A) Why do you assume an exploit at all? Hopefully you understand that the vast majority of software crashes in the world are triggered by benign transactions.

B) From the www.isc.org website:

"BIND 9.4-ESV-R1 is now available. BIND 9.4-ESV-R1 is revision 1 of the extended release version for BIND 9.4. It is recommended that all BIND 9.4.x users upgrade to BIND 9.4-ESV-R1."

If you have to upgrade anyway, but you're going to stick with 9.4.x, why would you try to "get away with" running something older and less-recommended in that generation of BIND 9 than 9.4-ESV-R1?

- Kevin


On 5/10/2010 10:58 AM, P.A wrote:
Stephane, do you think I can get away with running 9.4.3-P5 that doesn't
seem to have any known issues. Also what exploit do you think caused my
original issue?

As far as running an old version its been stable for a long time and to be
honest I forgot I was running that version.

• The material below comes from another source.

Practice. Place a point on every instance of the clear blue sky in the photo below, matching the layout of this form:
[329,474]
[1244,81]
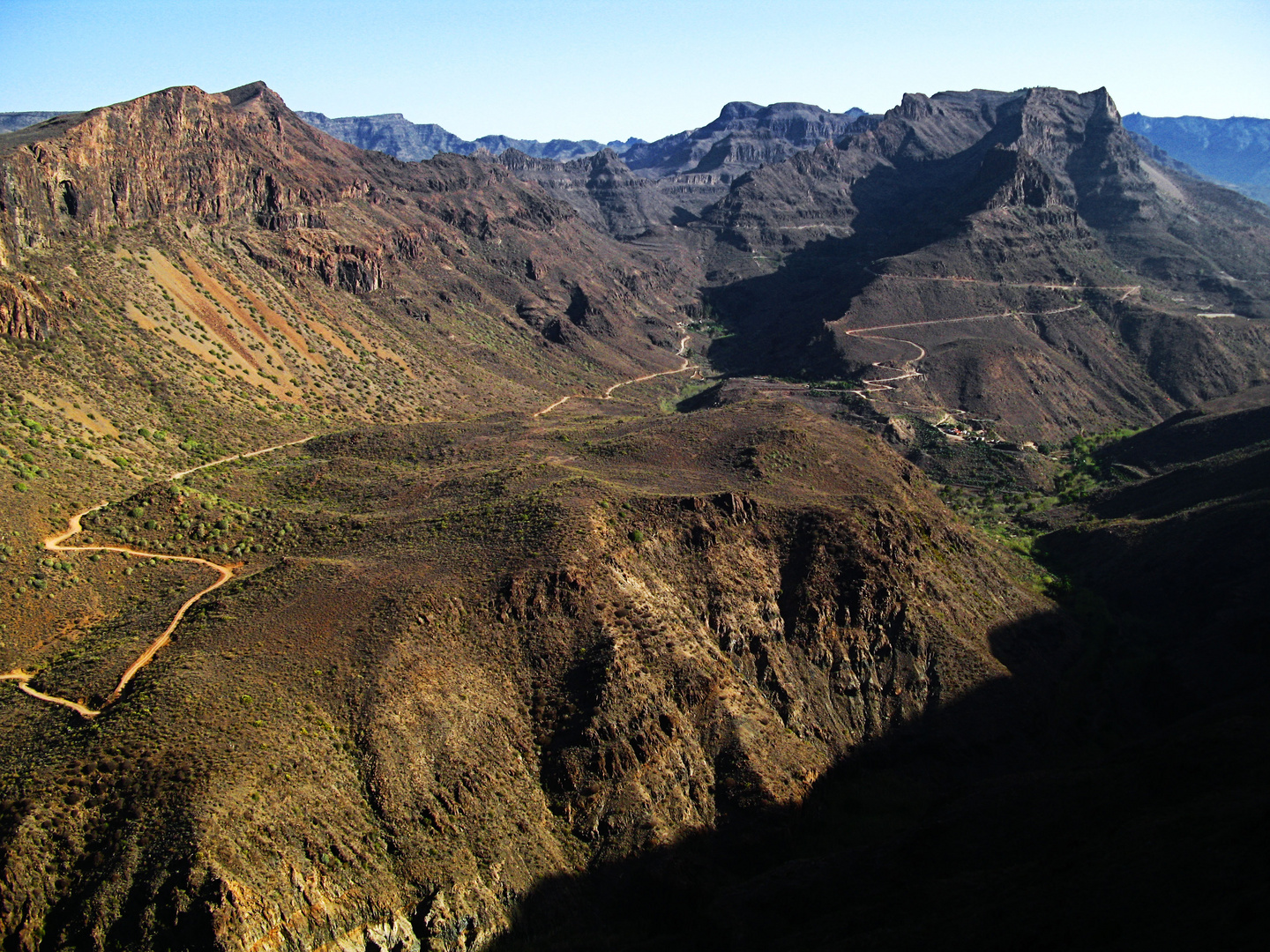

-----Original Message-----
From: Stephane Bortzmeyer [mailto:bortzme...@nic.fr]
Sent: Monday, May 10, 2010 10:24 AM
To: P.A
Cc: bind-users@lists.isc.org
Subject: Re: KAMINSKY vulnerability !!

On Mon, May 10, 2010 at 10:05:47AM -0400,
  P.A<ra...@meganet.net>  wrote
  a message of 242 lines which said:

My question is did I just get rid by the kaminsky vulnerability?
Not at all. The Kaminsky attack poisons the server, it does not crash
it.

Primary server: BIND 9.4.3b2
Why do you run a beta version (and an old one)?

This issue is known
<http://www.mail-archive.com/bind-us...@isc.org/msg00323.html>  and has
been fixed in production versions a long time ago.